Ray Bradbury recalls his family’s zeal for Halloween.

- Ray Bradbury

Frighteningly Good

 I HAVE ALWAYS CONSIDERED Halloweens wilder and richer and more important than even Christmas morning. The dark and lovely memories leap back at me as I recall my ghostly relatives, and the things that creaked stairs or sang softly in the hinges when you opened a door.

For I have been most fortunate in the selection of my aunts and uncles and midnight minded cousins. My grandma gave me her old black-velvet opera cape to cut into bat wings when I was eight. My aunt gave me some white candy fangs to stick in my mouth to make the most terrible smiles. A great-aunt encouraged me in my witchcrafts by painting my face into a skull and stashing me in closets to induce cardiac arrest in passing relatives or upstairs boarders. My mother corrupted me completely by introducing me to Lon Chaney in The Hunchback of Notre Dame when I was three.

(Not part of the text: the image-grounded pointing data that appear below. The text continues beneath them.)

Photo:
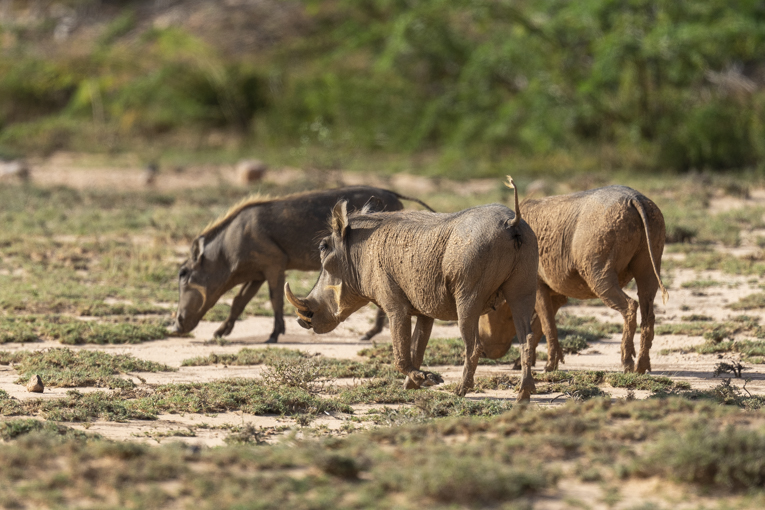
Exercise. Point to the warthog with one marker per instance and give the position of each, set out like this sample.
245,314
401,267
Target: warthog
257,241
591,244
431,266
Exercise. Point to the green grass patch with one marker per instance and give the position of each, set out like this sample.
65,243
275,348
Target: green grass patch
652,383
750,302
378,391
752,351
440,351
730,459
68,330
13,429
69,369
714,331
328,367
700,284
707,261
575,332
84,407
104,310
249,395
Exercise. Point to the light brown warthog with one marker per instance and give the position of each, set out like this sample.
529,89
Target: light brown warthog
257,241
591,244
431,266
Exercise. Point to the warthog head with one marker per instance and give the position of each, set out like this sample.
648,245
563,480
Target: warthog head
202,280
333,298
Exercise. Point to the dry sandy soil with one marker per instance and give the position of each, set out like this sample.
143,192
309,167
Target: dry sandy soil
344,341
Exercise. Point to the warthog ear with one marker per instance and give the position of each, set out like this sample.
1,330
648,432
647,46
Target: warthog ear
197,248
374,204
340,223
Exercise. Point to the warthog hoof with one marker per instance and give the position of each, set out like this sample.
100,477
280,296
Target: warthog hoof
425,379
35,384
409,384
524,392
463,388
224,330
644,365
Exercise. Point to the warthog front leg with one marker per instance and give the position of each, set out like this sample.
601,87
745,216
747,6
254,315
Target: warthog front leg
245,295
401,330
422,329
469,331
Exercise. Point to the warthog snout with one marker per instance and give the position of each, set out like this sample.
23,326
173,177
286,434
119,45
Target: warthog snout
304,313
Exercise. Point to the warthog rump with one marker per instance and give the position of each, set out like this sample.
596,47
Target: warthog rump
257,241
429,266
591,244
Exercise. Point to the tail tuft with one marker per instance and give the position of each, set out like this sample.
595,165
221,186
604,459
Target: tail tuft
511,184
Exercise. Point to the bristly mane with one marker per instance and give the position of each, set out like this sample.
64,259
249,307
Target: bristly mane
215,226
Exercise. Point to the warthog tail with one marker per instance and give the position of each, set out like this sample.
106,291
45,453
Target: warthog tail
637,205
511,184
404,197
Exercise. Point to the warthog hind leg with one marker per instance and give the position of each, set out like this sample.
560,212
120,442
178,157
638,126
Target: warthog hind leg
377,327
614,297
422,329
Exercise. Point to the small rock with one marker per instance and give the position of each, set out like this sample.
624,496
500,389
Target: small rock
35,384
249,171
18,169
149,176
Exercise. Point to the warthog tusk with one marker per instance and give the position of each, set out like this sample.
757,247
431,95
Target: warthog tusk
294,300
304,317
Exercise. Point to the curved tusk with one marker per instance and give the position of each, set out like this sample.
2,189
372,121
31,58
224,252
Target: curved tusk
294,300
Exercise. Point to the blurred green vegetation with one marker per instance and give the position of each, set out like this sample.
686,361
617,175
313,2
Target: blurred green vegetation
459,88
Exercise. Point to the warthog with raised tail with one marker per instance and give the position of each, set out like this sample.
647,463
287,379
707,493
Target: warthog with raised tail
591,244
430,266
257,241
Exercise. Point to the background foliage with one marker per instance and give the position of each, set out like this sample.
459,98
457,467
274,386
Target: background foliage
640,83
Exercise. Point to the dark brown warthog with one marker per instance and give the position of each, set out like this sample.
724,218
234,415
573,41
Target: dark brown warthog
257,241
431,266
591,244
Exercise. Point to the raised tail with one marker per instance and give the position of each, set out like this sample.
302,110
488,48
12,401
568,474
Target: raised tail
637,205
404,197
511,184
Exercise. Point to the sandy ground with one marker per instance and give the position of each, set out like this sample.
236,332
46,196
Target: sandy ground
344,342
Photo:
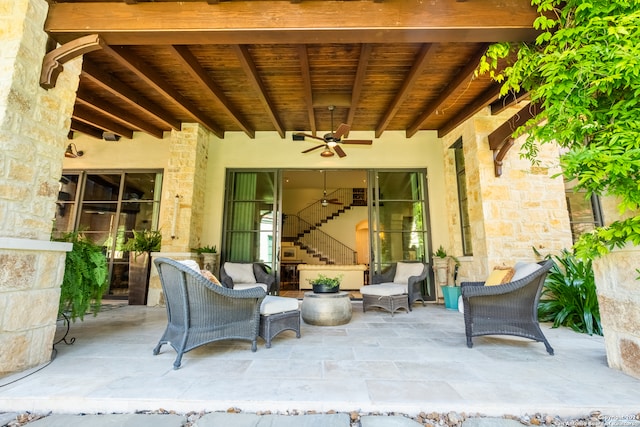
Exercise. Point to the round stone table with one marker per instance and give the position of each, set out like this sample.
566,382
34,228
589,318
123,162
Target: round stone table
328,309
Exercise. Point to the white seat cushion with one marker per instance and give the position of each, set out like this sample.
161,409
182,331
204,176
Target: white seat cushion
384,289
242,286
272,305
404,270
240,272
523,269
191,264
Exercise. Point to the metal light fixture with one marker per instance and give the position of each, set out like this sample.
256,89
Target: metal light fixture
72,151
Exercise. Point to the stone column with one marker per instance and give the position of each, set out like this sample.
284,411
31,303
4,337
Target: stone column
183,193
510,214
33,127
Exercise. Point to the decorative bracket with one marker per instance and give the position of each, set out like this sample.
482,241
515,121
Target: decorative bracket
52,64
501,139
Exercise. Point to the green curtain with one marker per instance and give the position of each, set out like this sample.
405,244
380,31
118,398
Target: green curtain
243,219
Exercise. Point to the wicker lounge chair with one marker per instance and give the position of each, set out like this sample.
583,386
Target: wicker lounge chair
412,283
507,309
200,312
244,275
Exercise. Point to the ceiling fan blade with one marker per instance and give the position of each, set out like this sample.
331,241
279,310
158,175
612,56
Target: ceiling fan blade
343,129
314,148
308,135
357,141
339,151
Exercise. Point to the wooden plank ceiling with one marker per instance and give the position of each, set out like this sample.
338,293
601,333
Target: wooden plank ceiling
252,66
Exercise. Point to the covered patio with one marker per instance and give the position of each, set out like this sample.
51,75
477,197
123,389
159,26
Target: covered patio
408,363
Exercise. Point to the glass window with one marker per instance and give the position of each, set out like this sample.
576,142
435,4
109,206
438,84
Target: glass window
106,207
585,214
463,200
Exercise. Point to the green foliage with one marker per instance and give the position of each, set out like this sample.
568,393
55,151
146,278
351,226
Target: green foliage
569,295
440,253
144,241
206,250
85,277
583,70
329,282
602,240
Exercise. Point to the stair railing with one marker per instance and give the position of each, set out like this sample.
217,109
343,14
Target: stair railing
316,213
316,242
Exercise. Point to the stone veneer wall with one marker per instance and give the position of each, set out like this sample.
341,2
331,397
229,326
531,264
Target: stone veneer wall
33,135
510,214
619,299
185,176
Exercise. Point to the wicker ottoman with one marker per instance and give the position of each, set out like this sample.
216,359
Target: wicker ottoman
278,314
387,296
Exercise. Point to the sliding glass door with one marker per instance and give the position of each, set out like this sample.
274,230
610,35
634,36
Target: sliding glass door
399,220
250,217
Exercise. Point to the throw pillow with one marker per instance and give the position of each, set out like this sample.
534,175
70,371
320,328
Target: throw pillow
499,276
240,272
404,270
209,275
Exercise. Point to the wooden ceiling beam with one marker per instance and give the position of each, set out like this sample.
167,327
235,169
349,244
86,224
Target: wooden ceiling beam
81,127
132,62
115,87
252,73
199,74
358,82
507,101
307,91
461,79
278,22
425,55
91,118
486,98
116,113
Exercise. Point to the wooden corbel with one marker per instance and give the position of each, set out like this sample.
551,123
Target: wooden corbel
499,154
501,139
53,62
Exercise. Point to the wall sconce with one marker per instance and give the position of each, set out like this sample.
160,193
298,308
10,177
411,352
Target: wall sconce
72,151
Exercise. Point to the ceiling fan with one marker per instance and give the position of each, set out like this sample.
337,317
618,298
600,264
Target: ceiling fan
332,139
324,201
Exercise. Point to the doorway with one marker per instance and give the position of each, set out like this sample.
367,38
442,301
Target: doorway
289,217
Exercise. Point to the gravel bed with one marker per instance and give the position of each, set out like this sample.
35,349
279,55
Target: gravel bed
427,419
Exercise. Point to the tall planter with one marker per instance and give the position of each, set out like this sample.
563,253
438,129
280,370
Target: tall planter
139,271
618,292
451,295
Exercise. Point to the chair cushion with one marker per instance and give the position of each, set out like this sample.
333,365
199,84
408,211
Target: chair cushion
524,269
272,305
404,270
191,264
243,286
240,272
209,275
499,276
384,289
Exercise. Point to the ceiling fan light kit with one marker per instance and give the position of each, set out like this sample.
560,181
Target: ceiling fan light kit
332,140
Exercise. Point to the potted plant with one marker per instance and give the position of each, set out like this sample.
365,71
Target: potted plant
441,266
85,278
581,72
324,284
209,255
140,247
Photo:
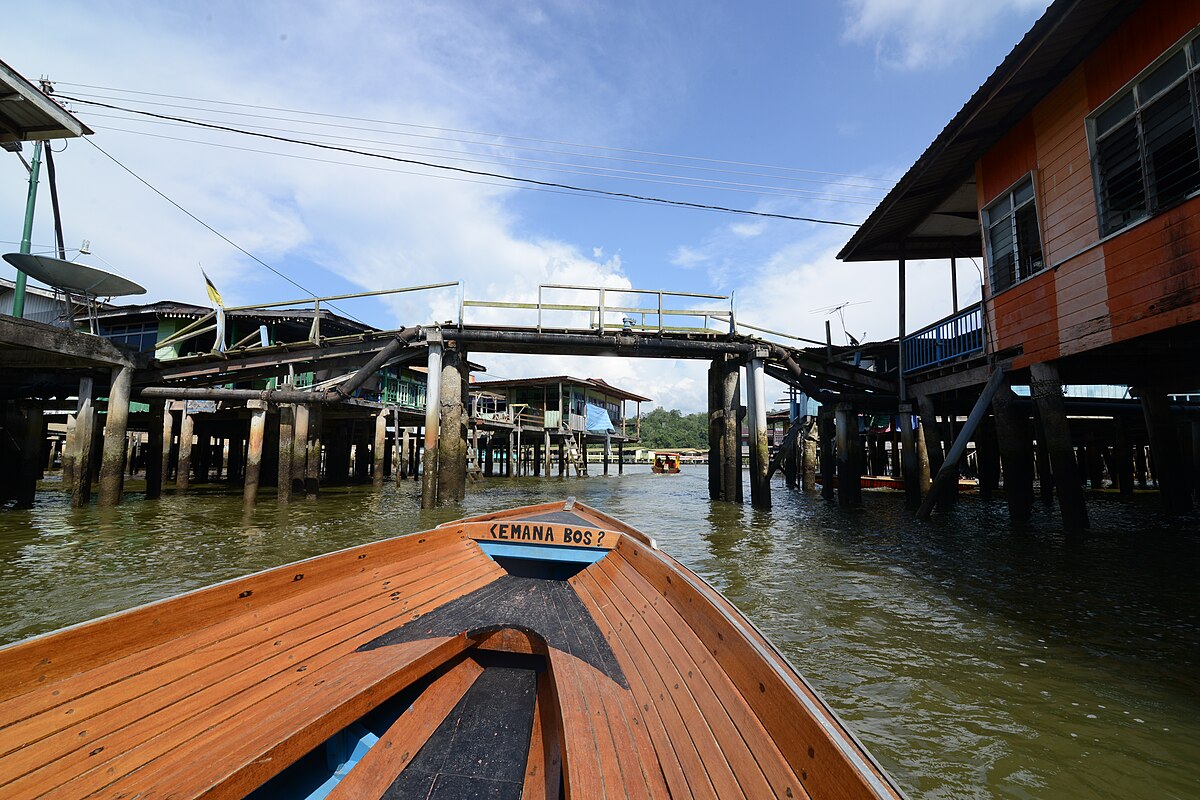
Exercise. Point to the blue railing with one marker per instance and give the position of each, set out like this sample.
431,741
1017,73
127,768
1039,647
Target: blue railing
949,338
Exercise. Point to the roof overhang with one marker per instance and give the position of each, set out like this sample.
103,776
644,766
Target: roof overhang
28,114
931,212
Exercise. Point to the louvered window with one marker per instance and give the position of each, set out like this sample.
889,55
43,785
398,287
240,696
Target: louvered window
1014,240
1144,142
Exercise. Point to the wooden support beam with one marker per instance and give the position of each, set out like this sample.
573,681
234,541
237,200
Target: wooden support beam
1045,388
949,468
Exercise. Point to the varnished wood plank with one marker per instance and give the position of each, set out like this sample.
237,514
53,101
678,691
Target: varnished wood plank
28,665
655,695
705,731
406,737
802,729
131,747
755,759
79,698
663,745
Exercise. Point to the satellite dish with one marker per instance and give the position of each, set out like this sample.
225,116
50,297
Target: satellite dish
69,276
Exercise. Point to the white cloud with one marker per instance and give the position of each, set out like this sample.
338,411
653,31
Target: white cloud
922,34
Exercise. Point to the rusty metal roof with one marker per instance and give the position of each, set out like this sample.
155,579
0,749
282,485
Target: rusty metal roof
27,113
931,212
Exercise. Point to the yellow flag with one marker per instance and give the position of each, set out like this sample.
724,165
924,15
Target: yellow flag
214,295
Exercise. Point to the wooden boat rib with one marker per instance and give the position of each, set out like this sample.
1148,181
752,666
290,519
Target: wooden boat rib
549,651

In sum, Halloween has always been the celebration for me and mine. And those Halloweens in the late 1920s and early ’30s come back to me now at the least scent of candle wax or aroma of pumpkin pies.

AUTUMNS WERE A combination of that dread moment when you see whole windows of dime stores full of nickel pads and yellow pencils meaning School Is Here and also the bright promise of October, that stirring stuff that lurks in the blood and makes children break out in joyful sweats, planning ahead.

For we did plan ahead in the Bradbury houses. We were three families on one single block in Waukegan, Ill. My grandma and, until he died in 1926, grandpa lived in the corner house; my mom and dad, and my brother Skip and I, in the house next door to that; and around the block my Uncle Bion.

One of the prime Halloween years was 1928. Everything that was grandest came to a special climax that autumn.